Vice President Kamala Harris said no one is “trying to come after your guns” as President Joe Biden and congressional Democrats prepare to do exactly that.
“Stop pushing the false choice that this means everybody’s trying to come after your guns,” Harris said. “That is not what we’re talking about.”
VP Kamala Harris on CBS This Morning:
"Stop pushing the false choice that this means everybody's trying to come after your guns, that is not what we're talking about." pic.twitter.com/dQjH3w9WiY
— The Recount (@therecount) March 24, 2021
Harris’s comments come as Biden and his allies in Congress are calling for a federal ban on assault weapons and high-capacity magazines, restricting gun access for even law-abiding citizens after multiple deadly shootings in the last two weeks.
“We can ban assault weapons and high-capacity magazines in this country once again,” Biden said shortly after the shooting in Boulder, Colorado. “I got that done when I was a senator. It passed. It was the law for the longest time. And it brought down these mass killings. We should do it again.”
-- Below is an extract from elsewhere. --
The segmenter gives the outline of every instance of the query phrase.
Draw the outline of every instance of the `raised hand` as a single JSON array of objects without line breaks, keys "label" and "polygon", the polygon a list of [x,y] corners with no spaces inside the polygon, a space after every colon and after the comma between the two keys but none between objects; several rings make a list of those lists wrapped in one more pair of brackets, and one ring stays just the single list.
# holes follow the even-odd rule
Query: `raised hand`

Biden also urged legislators to pass bills expanding a background check system for firearm sales, a change that some senators on the left side of the aisle think could garner enough Republican support to bypass the filibuster, which multiple members are trying to abolish.
“I think a universal background checks bill can get 60 votes,” said Democratic Sen. Chris Murphy of Connecticut. “We’re going to sit down with Democratic leadership this week and talk about the path forward. I think we’ve got two weeks of recess in which I think there’ll be a lot of conversations, across the aisle, about the path forward on background checks.”
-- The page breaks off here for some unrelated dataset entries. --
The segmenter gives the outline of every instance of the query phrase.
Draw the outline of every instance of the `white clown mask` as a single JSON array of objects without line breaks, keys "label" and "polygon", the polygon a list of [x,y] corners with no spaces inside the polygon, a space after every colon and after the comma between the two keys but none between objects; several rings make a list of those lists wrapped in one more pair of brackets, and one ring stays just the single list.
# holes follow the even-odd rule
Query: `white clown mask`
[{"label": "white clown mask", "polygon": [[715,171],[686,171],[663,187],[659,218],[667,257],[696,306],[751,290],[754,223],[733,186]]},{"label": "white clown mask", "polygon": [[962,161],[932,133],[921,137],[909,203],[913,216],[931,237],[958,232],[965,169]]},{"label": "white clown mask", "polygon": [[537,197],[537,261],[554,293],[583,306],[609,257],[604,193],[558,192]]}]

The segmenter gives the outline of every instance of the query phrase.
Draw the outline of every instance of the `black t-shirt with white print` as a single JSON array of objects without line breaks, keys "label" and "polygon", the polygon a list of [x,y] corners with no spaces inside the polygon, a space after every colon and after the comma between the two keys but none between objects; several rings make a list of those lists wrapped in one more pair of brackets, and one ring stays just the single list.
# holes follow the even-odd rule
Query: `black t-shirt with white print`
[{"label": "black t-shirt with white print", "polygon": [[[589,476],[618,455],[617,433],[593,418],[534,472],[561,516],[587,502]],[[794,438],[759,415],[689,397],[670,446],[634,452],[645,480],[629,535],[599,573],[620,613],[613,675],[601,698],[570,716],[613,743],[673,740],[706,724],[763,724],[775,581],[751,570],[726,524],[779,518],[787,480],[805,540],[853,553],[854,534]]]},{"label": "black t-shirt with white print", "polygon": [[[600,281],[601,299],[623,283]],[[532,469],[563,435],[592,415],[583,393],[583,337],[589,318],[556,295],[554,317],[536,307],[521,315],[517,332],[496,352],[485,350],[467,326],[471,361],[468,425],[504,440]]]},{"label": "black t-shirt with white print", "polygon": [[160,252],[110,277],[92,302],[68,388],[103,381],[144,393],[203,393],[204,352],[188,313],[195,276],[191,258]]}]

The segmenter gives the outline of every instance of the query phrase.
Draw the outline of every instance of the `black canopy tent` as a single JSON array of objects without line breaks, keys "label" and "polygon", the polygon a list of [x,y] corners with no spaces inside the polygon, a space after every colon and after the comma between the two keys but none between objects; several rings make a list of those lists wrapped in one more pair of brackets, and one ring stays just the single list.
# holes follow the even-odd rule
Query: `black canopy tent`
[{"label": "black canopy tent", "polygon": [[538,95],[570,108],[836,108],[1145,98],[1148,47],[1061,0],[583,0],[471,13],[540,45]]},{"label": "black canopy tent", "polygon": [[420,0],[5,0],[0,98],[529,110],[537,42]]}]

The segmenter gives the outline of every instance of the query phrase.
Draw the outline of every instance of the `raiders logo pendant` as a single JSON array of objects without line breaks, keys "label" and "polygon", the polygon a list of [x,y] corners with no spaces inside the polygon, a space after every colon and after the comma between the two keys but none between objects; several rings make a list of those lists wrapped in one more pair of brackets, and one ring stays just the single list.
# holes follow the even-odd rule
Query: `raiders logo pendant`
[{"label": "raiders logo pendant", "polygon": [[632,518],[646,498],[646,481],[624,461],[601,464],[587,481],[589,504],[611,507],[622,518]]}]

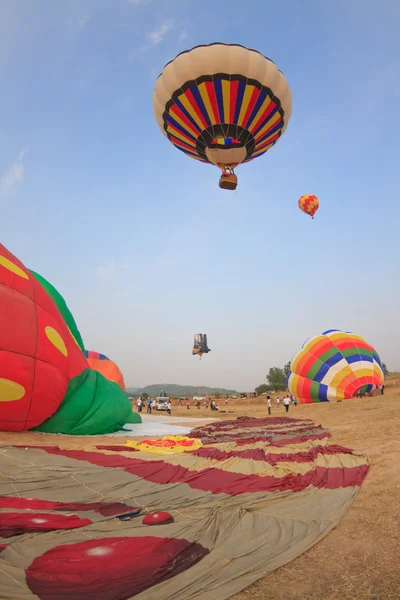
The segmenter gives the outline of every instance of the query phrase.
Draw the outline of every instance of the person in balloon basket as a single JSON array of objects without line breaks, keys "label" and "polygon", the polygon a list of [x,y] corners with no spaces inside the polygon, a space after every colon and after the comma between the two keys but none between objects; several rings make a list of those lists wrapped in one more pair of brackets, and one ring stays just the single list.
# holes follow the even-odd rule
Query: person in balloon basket
[{"label": "person in balloon basket", "polygon": [[222,177],[230,177],[231,175],[234,175],[235,172],[232,169],[232,167],[224,167],[222,169]]},{"label": "person in balloon basket", "polygon": [[271,396],[267,396],[268,414],[271,414]]},{"label": "person in balloon basket", "polygon": [[283,399],[283,406],[285,407],[286,412],[289,412],[290,398],[289,396],[285,396]]},{"label": "person in balloon basket", "polygon": [[171,414],[171,400],[167,401],[167,413],[170,415]]}]

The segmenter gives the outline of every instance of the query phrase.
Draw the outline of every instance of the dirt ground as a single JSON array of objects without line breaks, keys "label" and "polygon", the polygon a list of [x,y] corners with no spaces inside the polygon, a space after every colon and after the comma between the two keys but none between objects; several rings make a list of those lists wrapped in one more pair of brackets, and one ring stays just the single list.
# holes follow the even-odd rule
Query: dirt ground
[{"label": "dirt ground", "polygon": [[[191,425],[196,425],[199,417],[234,419],[267,414],[265,402],[260,401],[230,401],[228,406],[220,401],[220,408],[234,412],[174,406],[172,414],[193,418]],[[273,406],[273,416],[284,414],[282,406]],[[400,389],[388,386],[384,396],[291,406],[289,416],[308,417],[328,427],[335,442],[368,454],[371,471],[336,529],[233,600],[400,600]],[[124,442],[123,437],[0,433],[0,445],[91,449]]]},{"label": "dirt ground", "polygon": [[[273,409],[273,415],[283,411]],[[257,415],[265,412],[260,407]],[[329,405],[291,406],[289,415],[328,427],[335,442],[368,454],[371,470],[336,529],[234,600],[399,600],[399,390]]]}]

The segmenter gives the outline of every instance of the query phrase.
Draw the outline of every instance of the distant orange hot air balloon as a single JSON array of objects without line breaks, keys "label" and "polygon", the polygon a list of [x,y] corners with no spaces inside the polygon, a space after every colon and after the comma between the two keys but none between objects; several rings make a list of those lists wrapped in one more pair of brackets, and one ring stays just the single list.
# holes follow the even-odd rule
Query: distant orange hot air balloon
[{"label": "distant orange hot air balloon", "polygon": [[306,215],[310,215],[310,217],[314,218],[315,213],[319,209],[319,200],[317,196],[314,194],[304,194],[301,198],[299,198],[299,208],[306,213]]}]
While GOP members such as Senate Minority Leader Mitch McConnell have said they are “open to the discussion,” even the moderate Republican senators such as Sen. Susan Collins of Maine view the Democrats’ current legislative proposals as “very, very broad” and unlikely to pass the upper chamber.
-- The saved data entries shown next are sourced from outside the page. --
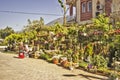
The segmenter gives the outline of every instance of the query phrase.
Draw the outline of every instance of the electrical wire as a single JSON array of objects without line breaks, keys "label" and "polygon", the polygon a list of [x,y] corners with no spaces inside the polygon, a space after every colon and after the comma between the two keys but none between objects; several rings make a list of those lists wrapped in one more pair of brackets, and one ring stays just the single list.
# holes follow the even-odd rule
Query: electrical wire
[{"label": "electrical wire", "polygon": [[32,12],[19,12],[19,11],[1,11],[1,13],[17,13],[17,14],[30,14],[30,15],[49,15],[49,16],[62,16],[60,14],[48,14],[48,13],[32,13]]}]

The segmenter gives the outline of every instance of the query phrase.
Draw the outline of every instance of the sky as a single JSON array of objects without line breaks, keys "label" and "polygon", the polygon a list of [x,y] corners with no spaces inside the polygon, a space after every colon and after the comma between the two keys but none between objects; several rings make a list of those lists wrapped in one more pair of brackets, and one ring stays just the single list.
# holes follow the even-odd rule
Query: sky
[{"label": "sky", "polygon": [[20,31],[28,24],[28,19],[33,21],[39,20],[40,17],[42,17],[46,24],[61,17],[55,15],[20,14],[13,12],[63,14],[58,0],[0,0],[0,29],[9,26],[15,31]]}]

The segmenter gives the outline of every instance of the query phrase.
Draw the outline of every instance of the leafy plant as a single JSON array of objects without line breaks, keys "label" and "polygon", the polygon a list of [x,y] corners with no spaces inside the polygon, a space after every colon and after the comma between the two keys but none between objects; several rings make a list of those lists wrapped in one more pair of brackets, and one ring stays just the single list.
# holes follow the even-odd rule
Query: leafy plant
[{"label": "leafy plant", "polygon": [[94,58],[91,59],[92,64],[97,67],[107,67],[107,60],[102,55],[95,55]]},{"label": "leafy plant", "polygon": [[86,53],[88,53],[88,55],[92,56],[92,54],[93,54],[93,46],[92,46],[91,43],[89,43],[89,44],[87,45]]},{"label": "leafy plant", "polygon": [[110,80],[118,80],[118,74],[117,73],[111,73],[109,76]]},{"label": "leafy plant", "polygon": [[112,25],[109,24],[110,18],[106,17],[105,14],[99,15],[97,18],[94,18],[93,23],[96,29],[102,30],[104,32],[112,29]]},{"label": "leafy plant", "polygon": [[40,58],[41,59],[44,59],[44,60],[49,60],[50,59],[50,56],[48,54],[41,54],[40,55]]},{"label": "leafy plant", "polygon": [[82,61],[82,62],[79,63],[79,66],[82,67],[82,68],[86,68],[88,66],[88,63]]}]

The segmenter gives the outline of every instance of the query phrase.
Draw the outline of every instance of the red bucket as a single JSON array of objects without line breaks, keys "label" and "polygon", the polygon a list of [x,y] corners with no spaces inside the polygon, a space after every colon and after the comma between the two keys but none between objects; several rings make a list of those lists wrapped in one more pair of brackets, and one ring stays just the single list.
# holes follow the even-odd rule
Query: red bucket
[{"label": "red bucket", "polygon": [[19,53],[19,58],[24,58],[24,53]]}]

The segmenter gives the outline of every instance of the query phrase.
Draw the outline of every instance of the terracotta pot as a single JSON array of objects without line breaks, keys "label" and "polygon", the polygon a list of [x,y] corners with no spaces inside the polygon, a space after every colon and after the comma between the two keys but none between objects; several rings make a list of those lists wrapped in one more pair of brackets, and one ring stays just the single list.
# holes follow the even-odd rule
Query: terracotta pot
[{"label": "terracotta pot", "polygon": [[67,61],[67,60],[63,61],[63,62],[61,63],[61,65],[62,65],[63,67],[67,67],[68,61]]},{"label": "terracotta pot", "polygon": [[56,59],[56,58],[54,58],[54,59],[53,59],[53,63],[54,63],[54,64],[58,64],[58,63],[59,63],[59,60]]}]

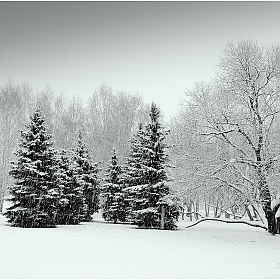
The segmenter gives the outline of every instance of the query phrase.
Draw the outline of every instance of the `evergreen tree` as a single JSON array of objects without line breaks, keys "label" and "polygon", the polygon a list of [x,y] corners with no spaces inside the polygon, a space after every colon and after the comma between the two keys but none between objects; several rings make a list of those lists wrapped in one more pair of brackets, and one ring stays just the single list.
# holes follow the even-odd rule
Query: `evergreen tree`
[{"label": "evergreen tree", "polygon": [[168,156],[164,140],[168,131],[159,122],[160,111],[152,103],[150,122],[132,139],[127,162],[126,188],[131,201],[133,222],[142,228],[176,228],[179,212],[170,199],[167,185]]},{"label": "evergreen tree", "polygon": [[55,227],[58,199],[55,178],[55,152],[46,133],[44,118],[37,110],[21,131],[17,162],[12,162],[10,175],[15,179],[9,187],[13,205],[4,213],[17,227]]},{"label": "evergreen tree", "polygon": [[121,179],[122,167],[118,165],[116,152],[114,150],[111,164],[108,167],[105,184],[102,187],[103,209],[102,217],[106,221],[126,221],[126,201],[122,192],[123,182]]},{"label": "evergreen tree", "polygon": [[83,222],[90,222],[91,215],[99,210],[100,182],[97,177],[98,163],[92,163],[90,154],[79,131],[77,147],[74,150],[75,170],[73,177],[82,188],[84,199]]},{"label": "evergreen tree", "polygon": [[58,153],[59,203],[57,206],[57,224],[73,225],[82,220],[84,213],[83,188],[74,176],[76,166],[73,152],[61,150]]}]

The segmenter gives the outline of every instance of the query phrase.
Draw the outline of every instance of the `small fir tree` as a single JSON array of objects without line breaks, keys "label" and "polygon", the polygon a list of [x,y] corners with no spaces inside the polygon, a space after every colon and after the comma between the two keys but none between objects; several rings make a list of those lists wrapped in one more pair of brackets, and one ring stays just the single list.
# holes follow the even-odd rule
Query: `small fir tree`
[{"label": "small fir tree", "polygon": [[57,205],[57,224],[75,225],[82,221],[84,211],[83,188],[74,176],[76,166],[73,152],[61,150],[57,156],[59,202]]},{"label": "small fir tree", "polygon": [[125,194],[122,192],[123,182],[122,167],[118,165],[116,152],[114,150],[108,173],[105,175],[105,183],[102,186],[102,217],[106,221],[126,221],[126,201]]},{"label": "small fir tree", "polygon": [[9,192],[13,205],[4,215],[12,226],[55,227],[59,192],[52,135],[46,133],[39,110],[30,119],[25,125],[28,131],[21,131],[18,160],[12,162],[10,175],[15,183]]},{"label": "small fir tree", "polygon": [[83,222],[90,222],[92,214],[99,210],[100,182],[98,179],[98,163],[93,163],[79,131],[77,147],[74,150],[75,170],[73,177],[82,188],[84,199]]},{"label": "small fir tree", "polygon": [[152,103],[150,122],[139,126],[132,139],[127,162],[125,191],[131,201],[133,222],[141,228],[175,229],[179,212],[170,199],[164,143],[168,131],[159,122],[160,111]]}]

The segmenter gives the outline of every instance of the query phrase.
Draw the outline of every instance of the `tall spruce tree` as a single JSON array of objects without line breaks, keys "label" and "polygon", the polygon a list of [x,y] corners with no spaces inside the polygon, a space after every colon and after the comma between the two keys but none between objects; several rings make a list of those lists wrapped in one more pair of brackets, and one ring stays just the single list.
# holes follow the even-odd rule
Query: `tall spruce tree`
[{"label": "tall spruce tree", "polygon": [[83,222],[90,222],[92,214],[99,210],[100,180],[98,163],[93,163],[83,140],[82,132],[79,131],[74,149],[75,170],[73,177],[78,186],[82,188],[84,199]]},{"label": "tall spruce tree", "polygon": [[10,175],[15,183],[9,187],[13,203],[4,215],[12,226],[55,227],[56,205],[59,196],[55,176],[55,152],[46,133],[44,118],[37,110],[21,131],[21,143],[15,153]]},{"label": "tall spruce tree", "polygon": [[168,131],[159,122],[160,110],[151,105],[150,122],[132,139],[125,191],[131,201],[133,222],[141,228],[176,228],[179,212],[169,197],[168,155],[164,140]]},{"label": "tall spruce tree", "polygon": [[105,175],[105,182],[102,186],[102,217],[106,221],[126,221],[126,200],[122,192],[124,187],[122,180],[122,166],[118,164],[117,155],[114,150],[111,163]]},{"label": "tall spruce tree", "polygon": [[82,221],[84,214],[83,187],[77,182],[74,153],[61,150],[57,155],[59,201],[57,205],[57,224],[73,225]]}]

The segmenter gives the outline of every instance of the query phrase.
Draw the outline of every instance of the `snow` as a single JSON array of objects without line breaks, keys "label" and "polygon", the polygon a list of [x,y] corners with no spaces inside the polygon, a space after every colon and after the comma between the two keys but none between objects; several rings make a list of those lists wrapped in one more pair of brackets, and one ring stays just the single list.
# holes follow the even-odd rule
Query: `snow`
[{"label": "snow", "polygon": [[280,278],[280,236],[202,222],[176,231],[104,222],[13,228],[0,215],[0,278]]}]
Biden and Harris previously sparred over gun control measures during a primary debate in 2019 after Biden rejected Harris’s bid to use executive power to ban imports of AR-15s as well as potentially implement “universal background checks, ban semi-automatic rifles, repeal the NRA’s corporate gun manufacturer immunity shield (PLCAA), criminalize gun trafficking at the federal level, ban high-capacity magazines, and prohibit people convicted of a federal hate crime from buying guns.”
“You can’t do it by executive order any more than Trump can do things when he says he can do it by executive order,” Biden pointed out.
“I mean I would just say, ‘Hey Joe, instead of saying “no, we can’t,” let’s say “yes, we can,”’” Harris replied while laughing.